Une lectio divina est un commentaire biblique sous le mode d’une lecture spirituelle et priante. C’est une méditation sur les textes de l’Écriture Sainte proposés par l’Église pour la Messe du jour.

IL FAUT QU’IL CROISSE ET QUE JE DIMINUE…

Lectio divina pour le 1er Dimanche de Carême
Gn.9, 8-15 1Pi.3, 18-22 Mc.1, 12-15

En ce début de Carême, nous devons bien prendre garde à l’esprit dans lequel l’Eglise veut nous faire vivre cette quarantaine. Les lectures nous montrent avec la première, que Dieu fait Alliance avec l’homme ; ensuite, Pierre nous parle du Baptême et de la Résurrection ; l’Evangile enfin nous parle de Jésus qui annonce le Royaume. Ce qui doit donc présider à notre entrée en Carême, à notre réflexion, et à notre action quadragésimale, c’est cet Amour que Dieu nous porte pour nous donner la Vie par l’intermédiaire de Jésus.

Le Carême n’est pas le Ramadan, n’en déplaise à certains.
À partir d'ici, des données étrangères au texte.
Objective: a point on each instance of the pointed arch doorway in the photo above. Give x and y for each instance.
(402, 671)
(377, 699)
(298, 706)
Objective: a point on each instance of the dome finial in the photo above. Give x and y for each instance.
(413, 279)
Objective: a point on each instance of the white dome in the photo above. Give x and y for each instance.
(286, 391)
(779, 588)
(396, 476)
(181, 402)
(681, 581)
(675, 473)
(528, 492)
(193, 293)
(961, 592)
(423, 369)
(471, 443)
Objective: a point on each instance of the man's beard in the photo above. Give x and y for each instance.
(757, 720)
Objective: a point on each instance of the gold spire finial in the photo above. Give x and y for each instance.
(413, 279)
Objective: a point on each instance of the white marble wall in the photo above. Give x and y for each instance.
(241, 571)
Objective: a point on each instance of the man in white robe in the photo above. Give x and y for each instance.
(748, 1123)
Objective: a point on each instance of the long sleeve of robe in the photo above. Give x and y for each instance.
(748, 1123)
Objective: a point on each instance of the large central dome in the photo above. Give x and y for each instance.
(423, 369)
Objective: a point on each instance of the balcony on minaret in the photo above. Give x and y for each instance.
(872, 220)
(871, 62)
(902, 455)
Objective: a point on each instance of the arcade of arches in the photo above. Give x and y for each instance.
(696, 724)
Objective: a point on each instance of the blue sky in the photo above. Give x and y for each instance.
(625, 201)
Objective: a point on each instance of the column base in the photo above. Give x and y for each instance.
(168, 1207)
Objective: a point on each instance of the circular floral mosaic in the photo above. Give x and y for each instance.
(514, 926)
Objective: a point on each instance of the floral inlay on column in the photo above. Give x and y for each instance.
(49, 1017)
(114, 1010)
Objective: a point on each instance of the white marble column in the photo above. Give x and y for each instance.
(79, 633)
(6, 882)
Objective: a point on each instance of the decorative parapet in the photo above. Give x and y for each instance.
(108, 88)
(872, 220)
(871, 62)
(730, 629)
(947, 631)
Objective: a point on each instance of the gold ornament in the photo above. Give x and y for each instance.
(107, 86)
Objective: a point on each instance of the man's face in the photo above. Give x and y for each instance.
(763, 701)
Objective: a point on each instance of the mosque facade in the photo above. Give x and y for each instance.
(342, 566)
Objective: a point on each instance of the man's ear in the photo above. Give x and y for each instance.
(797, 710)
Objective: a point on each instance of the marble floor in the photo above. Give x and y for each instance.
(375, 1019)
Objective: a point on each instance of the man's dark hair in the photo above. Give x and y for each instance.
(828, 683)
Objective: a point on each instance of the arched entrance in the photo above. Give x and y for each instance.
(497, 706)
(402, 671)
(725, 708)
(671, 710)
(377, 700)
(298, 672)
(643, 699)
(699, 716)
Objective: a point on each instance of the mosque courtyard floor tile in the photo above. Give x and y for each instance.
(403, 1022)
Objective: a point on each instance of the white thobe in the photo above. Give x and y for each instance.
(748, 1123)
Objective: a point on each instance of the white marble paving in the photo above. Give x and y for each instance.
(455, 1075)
Ce temps est, avant tout, un temps christique : nous entrons en Carême parce que Jésus y est entré. C’est un temps d’amour, et je dirais même de joie parce qu’il fait référence à l’Alliance que Dieu veut faire avec nous.

« On appellera ta terre épousée… »

Car le Carême, c’est bien cela. Il est centré sur cette Alliance dont nous parle le livre de la Genèse. L’Alliance c’est l’élection puisque le mot hébreu qui exprime l’Alliance vient du mot hébreu qui signifie le choix, l’élection d’une personne, d’une famille ; et donc ici le choix par Dieu d’un peuple et finalement du monde à travers Adam, Noé, Abraham, Moïse, Israël et l’Eglise.

C’est un choix tout gratuit que Dieu fait de toute éternité pour être en communion avec nous, plus exactement pour donner à l’homme la communion avec Dieu, pour lui donner la Vie, d’où le symbolisme très fort de l’eau du déluge qui est destructrice, c’est vrai, mais qui est aussi le lieu de la fécondité… Si Dieu fait alliance avec l’homme, c’est pour être un avec lui, comme l’homme fait alliance avec la femme pour ne faire avec elle qu’une seule chair.

« L’Esprit pousse Jésus au désert… »

Voilà donc ce qui définit la relation de Dieu et de l’homme à travers toute la Bible. En fonction de cette définition, quelle est la place, quelle est la raison, quelle est la fonction de notre Baptême ?

A quoi sert notre Baptême puisque Dieu a fait alliance avec l’homme ? Puisque Dieu a choisi l’homme pour lui donner tout Son Amour, pour communier avec Lui à Sa vie parfaite.

Nous saisirons le sens du Baptême en nous posant une autre question : pourquoi Jésus est-il entré au désert ? Et c’est la question du Carême…

Oui, nous entrons en Carême parce que Jésus est entré au désert. Mais pourquoi le Christ est-il parti au désert ?

Le Christ y a été « poussé », selon l’expression de Saint Marc. Il a été poussé par l’Esprit au désert comme Adam a été ‘poussé’ hors du Paradis parce qu’il avait rompu l’alliance.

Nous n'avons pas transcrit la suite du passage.